The Accrington Public Library was a stone-built, fully stocked library, built on the values of an age of self-help and betterment. It was built in 1907 with money from the Carnegie Foundation. Outside were the carved heads of Shakespeare and Milton, Chaucer and Dante. Inside were art nouveau tiles and a gigantic stained glass window that said useful things such as "INDUSTRY AND PRUDENCE CONQUER".
The library held all the Eng lit classics, and quite a few surprises such as Gertrude Stein. I had no idea of what to read or in what order, so, staring at the shelves that said "English Literature in Prose, A-Z", I just started alphabetically. Thank God her last name was Austen …
The Accrington Public Library ran on the Dewey Decimal System, which meant that books were meticulously catalogued, except for pulp fictionwhich everybody despised. So romance was just given a pink strip and all romance was simply chucked unalphabetically on to the romance shelves. Sea stories were treated the same way, but with a green strip. Horror had a black strip. Mystery stories shlock-style had a white strip, but the librarian would never file Chandler or Highsmith under mystery – they were literature, just as Moby-Dick was not a sea story and Jane Eyre was not romance.
Humour had a section too … with a wavy orange giggle strip. On the humour shelves, I will never know why or how, was Gertrude Stein, presumably because she wrote what looked like nonsense …
I used to help out at the library. I was a rough, tough kid, not much good at school, except for words. We had six books in our house but I had the library. I loved that building – built for the working classes – built for me. I loved the sense of energetic quiet. When I left home at 16 and was living in a Mini, I went to the library all evening until it closed.
My own Carnegie library in Accrington is still open. I visited recently. There are far fewer books. The lovely separate children's library has been closed. There are no longer classical music concerts or lectures –Pitman Painters' style. There are computers of course and plenty of people coming in and out. The library is doing its best according to its remit of being a community centre with books. What the library isn't any more is the place of unassailable knowledge I encountered as a kid.
Andrew Carnegie was a crofter's lad who emigrated from Scotland to America and became a billionaire. But he believed in books and the chances they offered, and he wanted libraries to be the universities anyone could attend and no one would ever have to leave. He paid for 660 libraries in the UK and Ireland – and 1,500 or so in America.
"Man does not live by bread alone. I have known millionaires starving for lack of the nutriment which alone can sustain all that is human in man, and I know workmen, and many so-called poor men, who revel in luxuries beyond the power of those millionaires to reach. It is the mind that makes the body rich. There is no class so pitiably wretched as that which possesses money and nothing else."

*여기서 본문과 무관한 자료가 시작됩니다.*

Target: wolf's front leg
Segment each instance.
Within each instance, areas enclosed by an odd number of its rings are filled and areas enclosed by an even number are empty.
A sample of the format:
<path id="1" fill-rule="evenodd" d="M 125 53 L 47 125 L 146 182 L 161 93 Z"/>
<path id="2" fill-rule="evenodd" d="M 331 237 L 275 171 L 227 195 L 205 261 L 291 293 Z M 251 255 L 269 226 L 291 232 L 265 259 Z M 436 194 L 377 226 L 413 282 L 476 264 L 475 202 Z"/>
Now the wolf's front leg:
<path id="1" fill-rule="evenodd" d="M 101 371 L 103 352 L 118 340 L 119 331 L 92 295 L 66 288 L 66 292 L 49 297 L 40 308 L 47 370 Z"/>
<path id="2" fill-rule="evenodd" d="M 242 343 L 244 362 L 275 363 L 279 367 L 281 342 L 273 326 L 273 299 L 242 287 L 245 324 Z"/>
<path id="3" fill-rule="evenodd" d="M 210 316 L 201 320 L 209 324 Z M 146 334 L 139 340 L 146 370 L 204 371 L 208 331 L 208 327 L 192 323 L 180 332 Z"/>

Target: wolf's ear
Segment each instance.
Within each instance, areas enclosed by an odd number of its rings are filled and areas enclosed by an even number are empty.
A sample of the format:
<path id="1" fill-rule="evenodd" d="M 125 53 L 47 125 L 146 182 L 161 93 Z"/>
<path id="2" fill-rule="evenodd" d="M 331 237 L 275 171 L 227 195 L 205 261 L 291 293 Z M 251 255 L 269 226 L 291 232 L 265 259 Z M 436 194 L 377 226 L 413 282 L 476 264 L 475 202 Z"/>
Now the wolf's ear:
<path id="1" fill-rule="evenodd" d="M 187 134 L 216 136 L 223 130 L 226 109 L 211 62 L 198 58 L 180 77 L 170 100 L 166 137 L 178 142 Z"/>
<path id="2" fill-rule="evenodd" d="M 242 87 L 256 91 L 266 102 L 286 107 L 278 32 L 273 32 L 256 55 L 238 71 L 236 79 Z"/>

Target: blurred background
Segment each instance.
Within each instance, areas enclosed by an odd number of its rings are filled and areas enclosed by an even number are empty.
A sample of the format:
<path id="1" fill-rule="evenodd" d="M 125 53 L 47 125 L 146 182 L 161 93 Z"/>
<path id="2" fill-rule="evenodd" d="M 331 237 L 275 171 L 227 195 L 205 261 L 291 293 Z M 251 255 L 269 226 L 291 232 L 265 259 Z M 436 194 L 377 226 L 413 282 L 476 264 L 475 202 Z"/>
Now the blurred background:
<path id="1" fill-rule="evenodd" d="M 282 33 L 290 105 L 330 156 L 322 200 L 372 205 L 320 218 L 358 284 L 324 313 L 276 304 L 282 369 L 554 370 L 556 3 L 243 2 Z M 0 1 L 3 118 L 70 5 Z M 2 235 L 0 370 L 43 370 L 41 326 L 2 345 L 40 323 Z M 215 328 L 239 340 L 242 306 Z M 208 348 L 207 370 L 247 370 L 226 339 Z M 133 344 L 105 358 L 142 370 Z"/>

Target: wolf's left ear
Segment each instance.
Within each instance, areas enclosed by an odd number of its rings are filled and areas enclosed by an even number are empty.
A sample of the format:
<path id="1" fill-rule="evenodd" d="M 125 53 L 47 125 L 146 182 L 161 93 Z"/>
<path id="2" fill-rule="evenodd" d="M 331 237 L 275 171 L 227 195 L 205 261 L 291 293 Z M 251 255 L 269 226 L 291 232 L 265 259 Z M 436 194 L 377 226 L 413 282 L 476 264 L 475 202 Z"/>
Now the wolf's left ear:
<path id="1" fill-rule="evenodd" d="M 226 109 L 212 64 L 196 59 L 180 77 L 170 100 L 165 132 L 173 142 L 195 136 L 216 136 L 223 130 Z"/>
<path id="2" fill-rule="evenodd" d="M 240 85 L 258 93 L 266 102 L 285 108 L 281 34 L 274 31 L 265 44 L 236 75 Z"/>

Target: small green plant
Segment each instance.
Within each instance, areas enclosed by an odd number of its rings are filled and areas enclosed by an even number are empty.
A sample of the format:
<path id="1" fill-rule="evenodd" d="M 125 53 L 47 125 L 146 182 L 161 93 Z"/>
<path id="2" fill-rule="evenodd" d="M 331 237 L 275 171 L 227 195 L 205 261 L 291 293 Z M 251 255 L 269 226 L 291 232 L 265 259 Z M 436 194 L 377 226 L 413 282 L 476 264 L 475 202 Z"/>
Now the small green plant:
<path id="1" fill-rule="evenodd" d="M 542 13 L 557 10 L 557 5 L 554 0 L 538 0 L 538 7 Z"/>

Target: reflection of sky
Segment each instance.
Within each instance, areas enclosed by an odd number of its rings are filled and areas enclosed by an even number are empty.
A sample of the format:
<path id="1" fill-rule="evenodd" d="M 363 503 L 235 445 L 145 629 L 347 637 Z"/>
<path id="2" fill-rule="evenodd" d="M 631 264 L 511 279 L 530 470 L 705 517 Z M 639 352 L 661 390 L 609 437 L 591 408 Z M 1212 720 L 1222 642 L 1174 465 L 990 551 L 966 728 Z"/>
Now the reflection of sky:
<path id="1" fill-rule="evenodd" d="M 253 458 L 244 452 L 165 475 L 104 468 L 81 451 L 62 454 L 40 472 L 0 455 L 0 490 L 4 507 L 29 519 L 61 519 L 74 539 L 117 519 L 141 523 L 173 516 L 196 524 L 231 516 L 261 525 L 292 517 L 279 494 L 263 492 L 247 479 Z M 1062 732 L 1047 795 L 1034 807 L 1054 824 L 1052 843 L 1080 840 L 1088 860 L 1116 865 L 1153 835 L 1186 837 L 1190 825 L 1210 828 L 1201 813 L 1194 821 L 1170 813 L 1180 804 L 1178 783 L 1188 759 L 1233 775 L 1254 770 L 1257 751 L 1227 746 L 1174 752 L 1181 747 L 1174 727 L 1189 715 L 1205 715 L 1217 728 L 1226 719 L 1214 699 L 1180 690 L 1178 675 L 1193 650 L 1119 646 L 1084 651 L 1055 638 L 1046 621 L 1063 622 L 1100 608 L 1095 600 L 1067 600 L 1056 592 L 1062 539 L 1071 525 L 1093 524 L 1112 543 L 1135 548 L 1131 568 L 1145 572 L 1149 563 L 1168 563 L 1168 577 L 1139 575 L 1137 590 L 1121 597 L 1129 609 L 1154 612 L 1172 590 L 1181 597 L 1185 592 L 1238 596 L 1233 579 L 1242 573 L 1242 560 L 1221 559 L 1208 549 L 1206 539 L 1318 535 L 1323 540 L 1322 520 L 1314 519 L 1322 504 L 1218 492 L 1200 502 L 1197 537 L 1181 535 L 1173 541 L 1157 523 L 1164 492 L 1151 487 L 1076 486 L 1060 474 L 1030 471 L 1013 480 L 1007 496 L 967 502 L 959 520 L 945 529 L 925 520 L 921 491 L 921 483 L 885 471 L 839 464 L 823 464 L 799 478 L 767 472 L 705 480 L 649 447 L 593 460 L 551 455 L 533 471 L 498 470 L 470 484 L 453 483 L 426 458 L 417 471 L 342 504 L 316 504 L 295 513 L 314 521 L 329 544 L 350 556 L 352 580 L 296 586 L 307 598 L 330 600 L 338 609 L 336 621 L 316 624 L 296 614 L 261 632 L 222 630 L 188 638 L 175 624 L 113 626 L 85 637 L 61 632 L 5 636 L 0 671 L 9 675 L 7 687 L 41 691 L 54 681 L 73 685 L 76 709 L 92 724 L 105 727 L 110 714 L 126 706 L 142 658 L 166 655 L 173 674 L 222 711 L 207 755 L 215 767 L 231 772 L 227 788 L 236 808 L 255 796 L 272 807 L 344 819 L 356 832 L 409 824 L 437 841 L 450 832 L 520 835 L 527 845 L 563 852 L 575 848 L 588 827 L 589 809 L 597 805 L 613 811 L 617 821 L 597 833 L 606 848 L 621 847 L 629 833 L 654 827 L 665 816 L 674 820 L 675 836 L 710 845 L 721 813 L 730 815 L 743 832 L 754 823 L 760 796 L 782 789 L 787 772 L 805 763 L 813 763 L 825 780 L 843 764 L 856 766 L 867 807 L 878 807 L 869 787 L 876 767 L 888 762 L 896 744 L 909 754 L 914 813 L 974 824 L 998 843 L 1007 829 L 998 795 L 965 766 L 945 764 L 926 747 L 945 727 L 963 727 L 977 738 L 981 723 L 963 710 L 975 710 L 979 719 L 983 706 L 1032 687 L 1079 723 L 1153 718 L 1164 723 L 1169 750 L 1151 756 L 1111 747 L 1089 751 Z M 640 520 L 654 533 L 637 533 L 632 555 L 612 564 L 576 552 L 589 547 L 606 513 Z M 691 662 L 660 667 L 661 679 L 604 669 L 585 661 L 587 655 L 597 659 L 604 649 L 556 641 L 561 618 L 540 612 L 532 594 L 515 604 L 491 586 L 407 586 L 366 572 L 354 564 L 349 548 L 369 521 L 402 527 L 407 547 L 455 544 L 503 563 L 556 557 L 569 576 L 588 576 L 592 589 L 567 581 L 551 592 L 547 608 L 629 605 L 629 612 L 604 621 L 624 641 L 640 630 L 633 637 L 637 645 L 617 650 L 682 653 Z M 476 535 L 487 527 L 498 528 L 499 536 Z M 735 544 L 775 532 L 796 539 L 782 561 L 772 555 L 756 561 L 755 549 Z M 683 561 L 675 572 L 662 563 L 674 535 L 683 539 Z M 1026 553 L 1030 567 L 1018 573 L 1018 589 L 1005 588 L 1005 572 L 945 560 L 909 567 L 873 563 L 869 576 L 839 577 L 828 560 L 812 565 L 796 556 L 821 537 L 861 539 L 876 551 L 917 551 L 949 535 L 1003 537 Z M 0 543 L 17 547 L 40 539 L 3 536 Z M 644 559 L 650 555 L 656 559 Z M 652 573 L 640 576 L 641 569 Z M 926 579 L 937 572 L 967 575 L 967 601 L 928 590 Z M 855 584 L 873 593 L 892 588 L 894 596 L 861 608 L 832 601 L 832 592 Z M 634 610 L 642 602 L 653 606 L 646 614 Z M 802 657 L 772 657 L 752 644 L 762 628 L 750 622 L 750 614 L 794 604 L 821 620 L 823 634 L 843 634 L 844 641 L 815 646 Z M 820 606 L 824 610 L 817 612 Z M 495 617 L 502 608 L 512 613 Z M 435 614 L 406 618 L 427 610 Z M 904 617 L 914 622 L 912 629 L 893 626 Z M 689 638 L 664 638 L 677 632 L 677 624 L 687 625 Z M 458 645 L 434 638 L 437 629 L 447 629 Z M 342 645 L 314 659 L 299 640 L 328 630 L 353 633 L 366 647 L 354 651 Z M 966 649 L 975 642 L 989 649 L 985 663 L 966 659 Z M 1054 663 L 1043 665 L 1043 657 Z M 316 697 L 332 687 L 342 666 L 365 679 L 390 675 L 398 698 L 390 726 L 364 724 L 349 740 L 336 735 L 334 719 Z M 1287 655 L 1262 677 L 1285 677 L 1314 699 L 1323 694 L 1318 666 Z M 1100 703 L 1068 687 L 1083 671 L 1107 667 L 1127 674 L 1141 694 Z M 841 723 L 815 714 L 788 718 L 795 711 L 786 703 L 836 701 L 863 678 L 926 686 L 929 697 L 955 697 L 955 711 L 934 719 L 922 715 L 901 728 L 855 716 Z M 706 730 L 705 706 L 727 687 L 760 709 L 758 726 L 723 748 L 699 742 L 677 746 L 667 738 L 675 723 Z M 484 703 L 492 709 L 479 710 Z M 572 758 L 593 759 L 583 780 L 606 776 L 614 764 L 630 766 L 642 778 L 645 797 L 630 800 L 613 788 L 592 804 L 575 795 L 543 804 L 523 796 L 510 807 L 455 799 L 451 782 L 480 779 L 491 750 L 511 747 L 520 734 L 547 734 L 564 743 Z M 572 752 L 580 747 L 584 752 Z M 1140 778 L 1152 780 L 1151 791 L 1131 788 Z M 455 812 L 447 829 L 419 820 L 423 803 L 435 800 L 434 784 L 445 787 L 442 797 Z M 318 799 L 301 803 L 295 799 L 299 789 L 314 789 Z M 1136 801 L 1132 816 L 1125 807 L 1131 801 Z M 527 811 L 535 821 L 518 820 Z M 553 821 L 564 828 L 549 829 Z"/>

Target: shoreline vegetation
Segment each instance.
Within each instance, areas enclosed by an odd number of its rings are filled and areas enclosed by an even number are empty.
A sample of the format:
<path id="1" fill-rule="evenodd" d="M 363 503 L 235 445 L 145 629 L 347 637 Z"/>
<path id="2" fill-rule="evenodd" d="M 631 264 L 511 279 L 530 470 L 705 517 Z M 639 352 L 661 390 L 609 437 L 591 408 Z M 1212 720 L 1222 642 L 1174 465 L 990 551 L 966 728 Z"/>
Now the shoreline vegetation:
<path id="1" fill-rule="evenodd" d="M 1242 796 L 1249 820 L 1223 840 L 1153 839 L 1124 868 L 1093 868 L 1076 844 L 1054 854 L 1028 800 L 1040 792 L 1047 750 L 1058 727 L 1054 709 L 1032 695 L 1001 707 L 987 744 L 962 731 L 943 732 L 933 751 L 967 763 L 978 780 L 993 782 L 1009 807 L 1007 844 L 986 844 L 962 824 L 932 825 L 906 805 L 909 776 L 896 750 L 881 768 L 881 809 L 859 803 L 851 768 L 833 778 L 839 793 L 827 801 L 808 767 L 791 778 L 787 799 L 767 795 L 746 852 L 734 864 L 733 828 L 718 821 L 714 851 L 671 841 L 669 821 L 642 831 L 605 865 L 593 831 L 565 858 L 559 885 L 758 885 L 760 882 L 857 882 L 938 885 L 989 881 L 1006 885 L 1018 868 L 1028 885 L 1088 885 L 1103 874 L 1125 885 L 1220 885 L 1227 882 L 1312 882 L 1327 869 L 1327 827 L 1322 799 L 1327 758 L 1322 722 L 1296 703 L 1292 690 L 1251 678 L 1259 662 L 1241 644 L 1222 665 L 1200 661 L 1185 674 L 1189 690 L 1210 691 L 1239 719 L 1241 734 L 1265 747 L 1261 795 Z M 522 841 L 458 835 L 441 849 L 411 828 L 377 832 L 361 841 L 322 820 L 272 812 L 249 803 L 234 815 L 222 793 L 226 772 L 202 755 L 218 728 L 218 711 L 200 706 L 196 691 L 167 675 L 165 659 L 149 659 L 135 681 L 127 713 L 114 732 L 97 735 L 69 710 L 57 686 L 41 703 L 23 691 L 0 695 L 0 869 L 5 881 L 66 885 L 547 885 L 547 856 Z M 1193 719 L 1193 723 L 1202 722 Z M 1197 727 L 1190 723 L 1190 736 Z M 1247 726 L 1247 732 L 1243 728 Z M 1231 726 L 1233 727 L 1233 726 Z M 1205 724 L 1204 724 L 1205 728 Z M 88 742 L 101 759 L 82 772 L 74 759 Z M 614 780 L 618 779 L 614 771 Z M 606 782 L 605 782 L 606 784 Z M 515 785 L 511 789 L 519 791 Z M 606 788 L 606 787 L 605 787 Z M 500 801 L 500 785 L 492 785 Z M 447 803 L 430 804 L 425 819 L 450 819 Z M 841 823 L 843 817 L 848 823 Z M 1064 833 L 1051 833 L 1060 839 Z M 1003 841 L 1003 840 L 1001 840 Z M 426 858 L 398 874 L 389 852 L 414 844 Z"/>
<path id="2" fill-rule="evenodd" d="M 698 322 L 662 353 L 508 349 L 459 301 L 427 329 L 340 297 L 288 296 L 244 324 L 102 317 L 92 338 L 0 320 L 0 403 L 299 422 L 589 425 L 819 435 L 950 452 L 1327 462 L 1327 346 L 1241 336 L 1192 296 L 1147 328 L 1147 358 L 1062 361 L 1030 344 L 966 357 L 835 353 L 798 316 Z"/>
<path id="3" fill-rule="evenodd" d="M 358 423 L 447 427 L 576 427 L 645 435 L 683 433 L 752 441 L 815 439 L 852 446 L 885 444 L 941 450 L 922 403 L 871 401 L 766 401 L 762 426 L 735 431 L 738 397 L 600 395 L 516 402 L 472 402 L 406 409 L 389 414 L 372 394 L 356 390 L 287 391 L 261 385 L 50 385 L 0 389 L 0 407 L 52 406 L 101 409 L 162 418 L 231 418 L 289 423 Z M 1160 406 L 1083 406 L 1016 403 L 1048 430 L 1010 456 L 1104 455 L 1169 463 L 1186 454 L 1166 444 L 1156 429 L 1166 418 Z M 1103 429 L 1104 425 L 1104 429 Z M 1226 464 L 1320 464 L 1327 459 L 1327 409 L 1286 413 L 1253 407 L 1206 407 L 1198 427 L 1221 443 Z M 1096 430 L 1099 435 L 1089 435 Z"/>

He was wrong about that – the underclass that possesses no money and nothing else either is the most destitute on earth. That underclass is growing – here in Britain. In fact, Accrington is second on the list of the poverty map, according to Experian Public Research, analysing data for the Guardian in June this year. So it would seem straightforward then, to plough what money there is into alleviating poverty and providing essential services.
Here's Tony Durcan "director of culture, libraries and lifelong learning, Newcastle City Council", in the news just now, over £7m-worth of lethal cuts to Newcastle Library Services: "Faced with agonising decisions about child protection, care for the elderly and emptying bins, where do libraries, leisure centres and culture rank? I think we all know the answer."
Do we? Poor Durcan – it's not his fault – but I think we should look more closely at this answer, and therefore at the question itself. Let's go to Manchester in 1852 – where the first public lending library in England opened. The 1850 Library Act allowed local authorities to spend a penny in the pound on libraries. Dickens took the train up there for the opening. Twenty-two thousand working people helped raised the money to buy books for the library.
A hundred years after Engels was standing in the sewage of the Manchester slums, imagining a world where men and women would be more than useful objects, the second world war was nearing its end in Britain. John Maynard Keynes was overseeing the beginnings of the Arts Council in 1944 – which sounds like a crazy priority at the end of a world war, when the county was literally in ruins and Britain had no money at all – and there was food rationing. But the Labour party had a vision for postwar Britain, and education, art and culture for everyone were at the heart of that vision. A national theatre, free entry to museums, the expansion of the BBC. The Arts Council's first slogan in 1946 was "The Best for the Most". So we should ask ourselves questions about austerity budgets and what Britain can or can't afford.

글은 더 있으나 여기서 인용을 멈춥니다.